Tech
How We Handle Data from 150,000 Power Plants
December 3, 2025
Building a Large-Scale On-Premises Data Processing Architecture
Our team recently built an on-premises system that collects real-time data from more than 150,000 small and mid-sized renewable power plants across the country, and uses this data for power generation forecasting and monitoring.
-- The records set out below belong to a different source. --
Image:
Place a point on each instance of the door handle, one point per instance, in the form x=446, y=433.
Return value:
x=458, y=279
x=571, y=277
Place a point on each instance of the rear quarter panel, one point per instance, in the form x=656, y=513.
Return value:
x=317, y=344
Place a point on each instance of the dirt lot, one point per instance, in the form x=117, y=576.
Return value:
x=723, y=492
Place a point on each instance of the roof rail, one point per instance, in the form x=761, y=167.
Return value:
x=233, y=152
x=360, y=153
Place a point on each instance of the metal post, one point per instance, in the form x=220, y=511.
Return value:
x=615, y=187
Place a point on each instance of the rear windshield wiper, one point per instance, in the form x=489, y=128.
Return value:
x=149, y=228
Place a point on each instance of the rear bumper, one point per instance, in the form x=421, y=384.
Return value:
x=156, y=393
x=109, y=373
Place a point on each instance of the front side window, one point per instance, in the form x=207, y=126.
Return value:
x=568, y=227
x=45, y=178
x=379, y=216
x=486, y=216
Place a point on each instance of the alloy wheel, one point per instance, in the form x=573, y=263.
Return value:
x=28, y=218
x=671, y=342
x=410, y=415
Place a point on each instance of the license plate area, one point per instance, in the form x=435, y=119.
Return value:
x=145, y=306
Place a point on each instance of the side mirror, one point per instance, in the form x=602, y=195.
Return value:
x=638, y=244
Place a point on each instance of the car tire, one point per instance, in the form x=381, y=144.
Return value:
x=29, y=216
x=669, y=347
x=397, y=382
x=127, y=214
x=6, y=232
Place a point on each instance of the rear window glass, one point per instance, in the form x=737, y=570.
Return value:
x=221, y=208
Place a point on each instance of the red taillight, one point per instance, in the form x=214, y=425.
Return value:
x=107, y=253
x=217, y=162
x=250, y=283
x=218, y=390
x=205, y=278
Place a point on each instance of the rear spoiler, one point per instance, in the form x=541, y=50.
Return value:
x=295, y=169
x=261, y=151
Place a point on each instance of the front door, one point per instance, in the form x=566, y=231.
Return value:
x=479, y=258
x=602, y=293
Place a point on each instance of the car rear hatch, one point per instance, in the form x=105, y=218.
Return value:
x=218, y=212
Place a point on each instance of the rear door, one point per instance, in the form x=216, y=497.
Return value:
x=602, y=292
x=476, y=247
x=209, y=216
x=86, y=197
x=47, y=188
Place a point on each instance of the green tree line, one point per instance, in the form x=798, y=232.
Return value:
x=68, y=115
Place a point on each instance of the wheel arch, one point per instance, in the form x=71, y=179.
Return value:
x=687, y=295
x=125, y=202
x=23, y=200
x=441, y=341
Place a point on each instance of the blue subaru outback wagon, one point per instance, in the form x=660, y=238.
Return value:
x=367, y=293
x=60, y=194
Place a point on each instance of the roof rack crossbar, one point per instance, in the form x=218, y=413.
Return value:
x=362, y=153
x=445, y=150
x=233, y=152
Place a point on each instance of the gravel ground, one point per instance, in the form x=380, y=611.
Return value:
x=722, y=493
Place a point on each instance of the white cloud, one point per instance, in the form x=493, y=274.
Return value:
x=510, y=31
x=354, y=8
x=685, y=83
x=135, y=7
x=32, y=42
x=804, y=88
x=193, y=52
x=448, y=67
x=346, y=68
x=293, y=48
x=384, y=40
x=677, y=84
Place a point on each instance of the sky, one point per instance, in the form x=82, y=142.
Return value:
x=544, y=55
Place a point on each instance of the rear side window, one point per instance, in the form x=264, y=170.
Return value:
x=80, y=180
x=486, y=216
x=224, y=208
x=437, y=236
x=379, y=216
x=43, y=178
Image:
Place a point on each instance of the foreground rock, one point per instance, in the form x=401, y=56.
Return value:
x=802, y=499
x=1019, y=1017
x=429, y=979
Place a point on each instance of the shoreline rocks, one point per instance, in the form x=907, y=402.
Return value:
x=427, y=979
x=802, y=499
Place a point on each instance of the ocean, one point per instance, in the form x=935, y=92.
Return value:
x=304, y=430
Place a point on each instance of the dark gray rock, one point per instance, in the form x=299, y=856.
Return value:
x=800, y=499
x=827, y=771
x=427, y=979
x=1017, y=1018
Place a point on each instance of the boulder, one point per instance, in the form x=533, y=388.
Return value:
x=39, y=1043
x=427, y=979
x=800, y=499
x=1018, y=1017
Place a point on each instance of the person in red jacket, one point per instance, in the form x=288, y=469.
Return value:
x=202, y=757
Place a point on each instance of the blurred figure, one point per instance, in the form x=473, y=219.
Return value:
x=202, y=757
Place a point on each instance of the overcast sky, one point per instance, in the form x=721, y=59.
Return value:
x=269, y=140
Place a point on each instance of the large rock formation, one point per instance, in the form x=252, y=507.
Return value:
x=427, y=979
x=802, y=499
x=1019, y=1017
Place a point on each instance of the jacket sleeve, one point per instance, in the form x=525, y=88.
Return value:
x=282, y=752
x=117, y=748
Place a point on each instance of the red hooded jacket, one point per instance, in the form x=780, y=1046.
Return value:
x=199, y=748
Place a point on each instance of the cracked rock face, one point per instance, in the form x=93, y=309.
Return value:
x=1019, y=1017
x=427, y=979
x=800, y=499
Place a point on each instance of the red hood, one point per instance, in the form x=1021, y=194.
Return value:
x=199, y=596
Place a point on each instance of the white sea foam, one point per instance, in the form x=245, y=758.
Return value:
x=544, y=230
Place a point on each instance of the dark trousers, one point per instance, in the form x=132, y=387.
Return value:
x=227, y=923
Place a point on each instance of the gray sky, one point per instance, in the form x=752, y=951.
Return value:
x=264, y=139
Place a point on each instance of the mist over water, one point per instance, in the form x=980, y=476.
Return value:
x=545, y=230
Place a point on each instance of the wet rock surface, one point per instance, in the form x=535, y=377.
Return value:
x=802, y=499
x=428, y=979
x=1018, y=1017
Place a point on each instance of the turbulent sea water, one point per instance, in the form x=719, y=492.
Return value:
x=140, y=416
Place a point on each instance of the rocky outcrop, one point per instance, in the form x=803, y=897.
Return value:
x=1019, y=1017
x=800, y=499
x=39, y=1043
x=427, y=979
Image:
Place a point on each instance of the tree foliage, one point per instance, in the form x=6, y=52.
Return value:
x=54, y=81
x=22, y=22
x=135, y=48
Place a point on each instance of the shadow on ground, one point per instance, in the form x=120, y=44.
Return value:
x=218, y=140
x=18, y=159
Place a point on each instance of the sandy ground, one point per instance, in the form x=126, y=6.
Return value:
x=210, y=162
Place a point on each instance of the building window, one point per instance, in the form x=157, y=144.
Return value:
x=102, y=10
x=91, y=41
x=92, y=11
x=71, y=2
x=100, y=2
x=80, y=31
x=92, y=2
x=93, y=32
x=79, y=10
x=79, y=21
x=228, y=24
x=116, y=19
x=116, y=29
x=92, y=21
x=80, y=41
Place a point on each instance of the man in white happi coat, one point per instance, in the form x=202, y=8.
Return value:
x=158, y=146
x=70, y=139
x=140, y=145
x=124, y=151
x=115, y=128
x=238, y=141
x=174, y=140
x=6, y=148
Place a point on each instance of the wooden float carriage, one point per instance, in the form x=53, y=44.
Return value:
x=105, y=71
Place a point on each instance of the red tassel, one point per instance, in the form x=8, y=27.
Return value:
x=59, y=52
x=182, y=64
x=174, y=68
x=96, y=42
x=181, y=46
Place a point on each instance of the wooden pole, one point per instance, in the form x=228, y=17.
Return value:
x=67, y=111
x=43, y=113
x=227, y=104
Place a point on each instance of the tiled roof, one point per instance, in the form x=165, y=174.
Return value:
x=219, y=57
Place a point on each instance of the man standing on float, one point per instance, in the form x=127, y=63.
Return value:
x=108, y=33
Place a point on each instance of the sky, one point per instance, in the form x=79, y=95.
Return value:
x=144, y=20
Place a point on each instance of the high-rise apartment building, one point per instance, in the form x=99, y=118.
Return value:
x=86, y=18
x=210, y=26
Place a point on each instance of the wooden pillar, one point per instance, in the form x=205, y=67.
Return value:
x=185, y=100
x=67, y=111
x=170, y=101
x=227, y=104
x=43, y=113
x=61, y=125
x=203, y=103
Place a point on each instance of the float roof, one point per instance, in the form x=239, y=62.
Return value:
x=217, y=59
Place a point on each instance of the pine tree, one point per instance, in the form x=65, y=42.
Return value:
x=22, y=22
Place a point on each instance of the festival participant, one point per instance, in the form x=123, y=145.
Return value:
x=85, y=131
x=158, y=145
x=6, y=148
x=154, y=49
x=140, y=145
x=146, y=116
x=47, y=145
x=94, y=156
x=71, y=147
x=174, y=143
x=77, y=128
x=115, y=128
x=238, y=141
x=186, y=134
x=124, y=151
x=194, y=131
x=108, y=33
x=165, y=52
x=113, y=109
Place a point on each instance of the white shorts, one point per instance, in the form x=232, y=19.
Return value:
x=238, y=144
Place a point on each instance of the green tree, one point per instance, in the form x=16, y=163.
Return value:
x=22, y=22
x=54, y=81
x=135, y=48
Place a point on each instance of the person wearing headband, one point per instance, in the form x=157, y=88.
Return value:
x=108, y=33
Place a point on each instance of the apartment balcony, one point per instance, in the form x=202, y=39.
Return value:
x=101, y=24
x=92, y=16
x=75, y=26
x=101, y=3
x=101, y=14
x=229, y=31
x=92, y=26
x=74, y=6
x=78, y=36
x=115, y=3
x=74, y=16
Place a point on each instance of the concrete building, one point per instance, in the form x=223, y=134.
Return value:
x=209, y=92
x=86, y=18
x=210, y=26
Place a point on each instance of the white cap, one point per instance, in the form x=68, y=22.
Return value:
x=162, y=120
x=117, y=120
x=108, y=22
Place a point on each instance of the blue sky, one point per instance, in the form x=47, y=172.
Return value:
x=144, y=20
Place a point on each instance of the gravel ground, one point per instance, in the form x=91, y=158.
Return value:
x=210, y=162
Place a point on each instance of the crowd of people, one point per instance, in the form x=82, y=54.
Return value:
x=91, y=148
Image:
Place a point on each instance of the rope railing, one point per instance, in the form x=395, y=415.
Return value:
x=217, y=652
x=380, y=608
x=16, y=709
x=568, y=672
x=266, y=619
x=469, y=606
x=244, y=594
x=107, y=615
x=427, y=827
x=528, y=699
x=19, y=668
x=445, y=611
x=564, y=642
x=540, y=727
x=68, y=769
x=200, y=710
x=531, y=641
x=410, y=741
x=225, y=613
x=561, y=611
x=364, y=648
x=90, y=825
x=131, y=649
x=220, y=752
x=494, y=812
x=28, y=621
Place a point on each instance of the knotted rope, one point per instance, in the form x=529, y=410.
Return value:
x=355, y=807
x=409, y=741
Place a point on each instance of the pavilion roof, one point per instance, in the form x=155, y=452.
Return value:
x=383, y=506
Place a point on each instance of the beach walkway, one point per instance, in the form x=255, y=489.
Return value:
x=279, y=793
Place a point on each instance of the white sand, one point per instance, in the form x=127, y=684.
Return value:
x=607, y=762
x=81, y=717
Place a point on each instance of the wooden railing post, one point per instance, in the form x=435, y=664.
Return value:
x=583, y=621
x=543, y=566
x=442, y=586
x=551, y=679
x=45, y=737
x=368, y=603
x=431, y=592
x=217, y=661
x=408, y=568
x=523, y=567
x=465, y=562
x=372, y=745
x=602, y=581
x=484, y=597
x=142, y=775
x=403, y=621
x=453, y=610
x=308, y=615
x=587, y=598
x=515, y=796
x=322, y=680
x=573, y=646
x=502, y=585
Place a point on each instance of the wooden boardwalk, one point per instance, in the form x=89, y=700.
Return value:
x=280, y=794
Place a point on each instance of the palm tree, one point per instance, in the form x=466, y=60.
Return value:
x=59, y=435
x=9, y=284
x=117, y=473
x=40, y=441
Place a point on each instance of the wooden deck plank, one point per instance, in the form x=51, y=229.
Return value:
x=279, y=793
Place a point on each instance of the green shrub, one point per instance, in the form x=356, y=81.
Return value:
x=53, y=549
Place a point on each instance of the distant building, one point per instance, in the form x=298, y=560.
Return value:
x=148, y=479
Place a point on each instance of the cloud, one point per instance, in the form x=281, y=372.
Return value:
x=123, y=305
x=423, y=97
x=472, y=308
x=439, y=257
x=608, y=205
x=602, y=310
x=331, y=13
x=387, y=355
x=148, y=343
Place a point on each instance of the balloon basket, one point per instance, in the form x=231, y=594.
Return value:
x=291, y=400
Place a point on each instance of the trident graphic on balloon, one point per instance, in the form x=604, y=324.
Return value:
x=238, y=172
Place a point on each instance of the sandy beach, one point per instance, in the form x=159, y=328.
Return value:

While cloud environments are the industry norm today, designing a large-scale system on-premises was a significant challenge for us due to our client’s strict security policies and data ownership requirements.
Challenges We Needed to Solve
The goals of the project were distilled into two core priorities: stability and scalability.
Reliable Data Ingestion: The 150,000 RTUs (Remote Terminal Units) use different communication networks and protocols such as LoRa, NB-IoT, and HTTPS. We needed to integrate all of them into a single system and ensure zero data loss during ingestion.
Real-time Processing and Scale-Out: The collected data needed to be processed immediately, and all components had to be designed with horizontal scalability in mind to flexibly handle future increases in the number of power plants.
Advanced Analytics Capabilities: Beyond simple data collection, we needed anomaly detection features that combine external weather data with power generation forecasts and comparisons against actual measurements.
Security and High Availability (HA): A high-availability architecture was essential to defend against external attacks and ensure continuous service even if some servers failed.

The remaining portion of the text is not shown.